Failure to understand or represent units has caused several major disasters, including the costly Ariane 5 disaster in 1996. This is one of those things that DSLs often get right, but mainstream programming languages just ignore. Or, worse, they implement a clunky unit of measure library that ensures you can never again write a sensible arithmetic expression.

While I was at JAOO Australia this week, Amanda Laucher showed some F# code for a recipe that caught my attention. It used numeric literals with that directly attached units to quantities. What’s more, it was intelligent about combining units.

I went looking for something similar in Scala. I googled my fingertips off, but without much luck, until Miles Sabin pointed out that there’s already a compiler plugin sitting right next to the core Scala code itself.

Installing Units

Scala has it’s own package manager, called sbaz. It can directly install the units extension:

sbaz install units

This will install it under your default managed installation. If you haven’t done anything else, that will be your Scala install directory. If you have done something else, you probably already know what you’re doing, so I won’t try to give you instructions.

Using Units

To use units, you first have to import the library’s “Preamble”. It’s also helpful to go ahead and import the “StandardUnits” object. That brings in a whole set of useful SI units.

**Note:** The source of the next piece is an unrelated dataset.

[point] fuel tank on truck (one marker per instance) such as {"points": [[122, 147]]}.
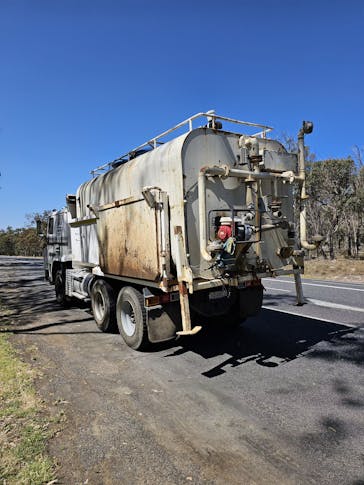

I’m going to do all this from the Scala interactive interpreter.

scala> import units.Preamble._
import units.Preamble._

scala> import units.StandardUnits._
import units.StandardUnits._

After that, you can multiply any number by a unit to create a dimensional quantity:

scala> 20*m
res0: units.Measure = 20.0*m

scala> res0*res0
res1: units.Measure = 400.0*m*m

scala> Math.Pi*res0*res0
res2: units.Measure = 1256.6370614359173*m*m

Notice that when I multiplied a length (in meters) times itself, I got an area (square meters). To me, this is a really exciting thing about the units library. It can combine dimensions sensibly when you do math on them. In fact, it can help prevent you from incorrectly combining units.

scala> val length = 5*mm
length: units.Measure = 5.0*mm

scala> val weight = 12*g
weight: units.Measure = 12.0*g

scala> length + weight
units.IncompatibleUnits: Incompatible units: g and mm

I can’t add grams and millimeters, but I can multiply them.

Creating Units

The StandardUnits package includes a lot of common units relating to basic physics. It doesn’t have any relating to system capacity metrics, so I’d like to create some units for that.

scala> import units._
import units._

scala> val requests = SimpleDimension("requests")
requests: units.SimpleDimension = requests

scala> val req = SimpleUnit("req", requests, 1.0)
req: units.SimpleUnit = req

scala> val Kreq = SimpleUnit("Kreq", requests, 1000.0)
Kreq: units.SimpleUnit = Kreq

Now I can combine that simple dimension with others. If I want to express requests per second, I can just write it directly.

scala> 565*req/s
res4: units.Measure = 565.0*req/s

Conclusion

This extension will be the first thing I add to new projects from now on. The convenience of literals, with the extensibility of adding my own dimensions and units means I can easily keep units with all of my numbers.

There’s no longer any excuse to neglect your units in a mainstream programming language.